Quote:
|
Originally Posted by Tigerboi
That said, why isn't the gameplay enough for video games to be [widely] considered an artform? That's what makes it what it is, right?
|
The comparison I always fall back on: In one of my university creative writing classes, one of the students asked our professor, "What separates me writing completely random words from cubism?" My professor's answer was "Well, you aren't Gertrude Stein?" More than anything else, being art means being accepted by the greater artistic community. And yes, it's pretentious.
One aspect games lack in being deemed art is the intent and artistic expertise of their creators. Few games are created with the intent of creating art. Fewer still by the hand of a lone artist or orchestrator whose vision they enable, let alone some mutual collective of artists. Rather games are an exercise in engineering that, when they do feature artwork, generally do so through incorporation as composition, not through becoming art in themselves. The author of the Gamespot article touches on this in referring to "translation."
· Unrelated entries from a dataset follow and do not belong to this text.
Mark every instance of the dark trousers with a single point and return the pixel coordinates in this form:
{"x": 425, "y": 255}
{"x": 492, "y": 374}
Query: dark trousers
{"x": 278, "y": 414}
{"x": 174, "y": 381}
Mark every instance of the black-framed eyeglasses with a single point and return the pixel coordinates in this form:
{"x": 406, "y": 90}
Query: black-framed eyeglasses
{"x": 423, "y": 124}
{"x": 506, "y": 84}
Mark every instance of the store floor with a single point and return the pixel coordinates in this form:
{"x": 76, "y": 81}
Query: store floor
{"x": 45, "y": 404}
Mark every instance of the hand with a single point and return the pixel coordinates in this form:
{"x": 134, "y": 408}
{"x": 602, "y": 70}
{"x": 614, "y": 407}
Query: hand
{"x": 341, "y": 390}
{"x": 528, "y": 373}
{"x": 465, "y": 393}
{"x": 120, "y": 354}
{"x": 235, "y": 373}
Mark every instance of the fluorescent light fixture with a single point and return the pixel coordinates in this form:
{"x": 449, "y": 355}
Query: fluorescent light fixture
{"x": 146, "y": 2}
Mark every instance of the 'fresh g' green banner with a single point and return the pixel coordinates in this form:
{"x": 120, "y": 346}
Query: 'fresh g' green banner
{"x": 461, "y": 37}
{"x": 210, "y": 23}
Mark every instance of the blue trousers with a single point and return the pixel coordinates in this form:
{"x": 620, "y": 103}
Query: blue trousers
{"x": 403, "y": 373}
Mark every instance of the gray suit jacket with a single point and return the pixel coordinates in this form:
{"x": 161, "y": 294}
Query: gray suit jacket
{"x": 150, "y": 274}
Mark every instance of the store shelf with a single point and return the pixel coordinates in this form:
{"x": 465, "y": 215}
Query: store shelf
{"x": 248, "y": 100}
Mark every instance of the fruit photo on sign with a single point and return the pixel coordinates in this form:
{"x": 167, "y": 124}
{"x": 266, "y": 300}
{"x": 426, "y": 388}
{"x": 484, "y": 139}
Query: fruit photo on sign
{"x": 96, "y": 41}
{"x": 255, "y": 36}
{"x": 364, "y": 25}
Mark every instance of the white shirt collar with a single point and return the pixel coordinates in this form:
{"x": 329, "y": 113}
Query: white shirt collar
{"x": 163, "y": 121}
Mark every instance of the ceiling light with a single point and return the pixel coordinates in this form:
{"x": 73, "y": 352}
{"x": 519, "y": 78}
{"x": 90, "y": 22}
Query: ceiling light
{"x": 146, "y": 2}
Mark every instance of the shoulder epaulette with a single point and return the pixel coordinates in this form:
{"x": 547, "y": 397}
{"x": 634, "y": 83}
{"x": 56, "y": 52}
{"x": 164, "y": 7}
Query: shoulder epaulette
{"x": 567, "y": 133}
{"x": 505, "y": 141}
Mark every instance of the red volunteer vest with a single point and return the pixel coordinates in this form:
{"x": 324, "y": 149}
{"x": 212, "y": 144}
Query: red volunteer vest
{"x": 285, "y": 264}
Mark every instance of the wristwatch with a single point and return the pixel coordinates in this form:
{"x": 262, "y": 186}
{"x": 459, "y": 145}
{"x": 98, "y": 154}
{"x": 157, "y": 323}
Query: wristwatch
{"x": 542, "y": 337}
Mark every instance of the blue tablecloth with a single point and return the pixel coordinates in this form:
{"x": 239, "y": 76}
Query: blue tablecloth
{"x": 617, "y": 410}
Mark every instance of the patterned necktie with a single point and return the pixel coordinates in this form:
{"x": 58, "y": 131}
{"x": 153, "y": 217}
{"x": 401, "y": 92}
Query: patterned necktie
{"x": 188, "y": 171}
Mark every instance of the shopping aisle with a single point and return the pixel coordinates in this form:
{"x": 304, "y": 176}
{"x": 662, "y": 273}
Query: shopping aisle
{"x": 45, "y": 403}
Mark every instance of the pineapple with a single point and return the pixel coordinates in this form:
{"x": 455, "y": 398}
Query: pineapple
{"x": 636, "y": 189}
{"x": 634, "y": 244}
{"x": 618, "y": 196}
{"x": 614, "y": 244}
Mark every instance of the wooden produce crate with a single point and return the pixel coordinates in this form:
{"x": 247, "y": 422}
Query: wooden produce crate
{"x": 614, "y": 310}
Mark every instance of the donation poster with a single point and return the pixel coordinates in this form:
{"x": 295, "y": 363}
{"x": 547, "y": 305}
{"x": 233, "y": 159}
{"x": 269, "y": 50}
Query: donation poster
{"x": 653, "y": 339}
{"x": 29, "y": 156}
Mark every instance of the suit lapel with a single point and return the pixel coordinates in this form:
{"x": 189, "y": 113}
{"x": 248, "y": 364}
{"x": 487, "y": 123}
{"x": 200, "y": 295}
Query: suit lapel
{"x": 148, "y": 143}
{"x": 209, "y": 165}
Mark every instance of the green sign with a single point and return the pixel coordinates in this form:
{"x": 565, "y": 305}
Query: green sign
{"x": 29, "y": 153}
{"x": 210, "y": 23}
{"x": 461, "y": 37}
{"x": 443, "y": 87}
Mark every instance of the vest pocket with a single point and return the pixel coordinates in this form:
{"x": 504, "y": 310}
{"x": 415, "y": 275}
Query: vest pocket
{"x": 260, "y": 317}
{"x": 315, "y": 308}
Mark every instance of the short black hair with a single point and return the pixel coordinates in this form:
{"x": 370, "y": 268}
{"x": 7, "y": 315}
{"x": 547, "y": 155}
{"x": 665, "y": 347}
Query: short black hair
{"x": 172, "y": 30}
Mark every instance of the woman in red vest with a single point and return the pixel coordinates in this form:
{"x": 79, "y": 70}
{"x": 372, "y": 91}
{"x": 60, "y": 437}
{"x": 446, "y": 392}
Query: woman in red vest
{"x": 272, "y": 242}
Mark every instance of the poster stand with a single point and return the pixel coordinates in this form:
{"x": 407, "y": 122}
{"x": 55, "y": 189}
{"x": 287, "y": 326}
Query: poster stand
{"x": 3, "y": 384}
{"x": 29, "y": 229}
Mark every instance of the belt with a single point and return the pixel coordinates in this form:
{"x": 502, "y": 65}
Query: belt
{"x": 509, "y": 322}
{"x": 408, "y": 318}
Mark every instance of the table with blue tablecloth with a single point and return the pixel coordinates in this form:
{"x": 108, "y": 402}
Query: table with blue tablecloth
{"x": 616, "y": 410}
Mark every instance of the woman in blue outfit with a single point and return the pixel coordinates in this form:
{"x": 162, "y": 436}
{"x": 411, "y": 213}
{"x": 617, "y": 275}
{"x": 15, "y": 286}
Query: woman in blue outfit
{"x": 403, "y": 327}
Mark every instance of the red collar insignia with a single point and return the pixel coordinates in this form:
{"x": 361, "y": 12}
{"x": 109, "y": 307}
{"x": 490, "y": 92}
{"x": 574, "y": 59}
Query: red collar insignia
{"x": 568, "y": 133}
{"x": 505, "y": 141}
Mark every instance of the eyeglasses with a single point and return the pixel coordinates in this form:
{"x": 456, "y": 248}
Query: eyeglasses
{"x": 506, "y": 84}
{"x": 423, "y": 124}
There's also no concrete line to cross. As with Gertrude Stein and cubism, some writing is deemed art, and some isn't, and often the difference is something trivial and unquantifiable. The same applies to music, movies, paintings, etc. Then take it a step further: Is advertising inherently an artistic? Sports? The news? You'll find that those devoting a significant portion of their life to them tend to be the most inclined to view them as art regardless of what the greater artistic community would claim... which is the problem with gamers, myself included, discussing whether games are an artform.
Mind, mainstream has nothing to do with it: Games
are mainstream, and often it's becoming mainstream that undercuts consideration as art.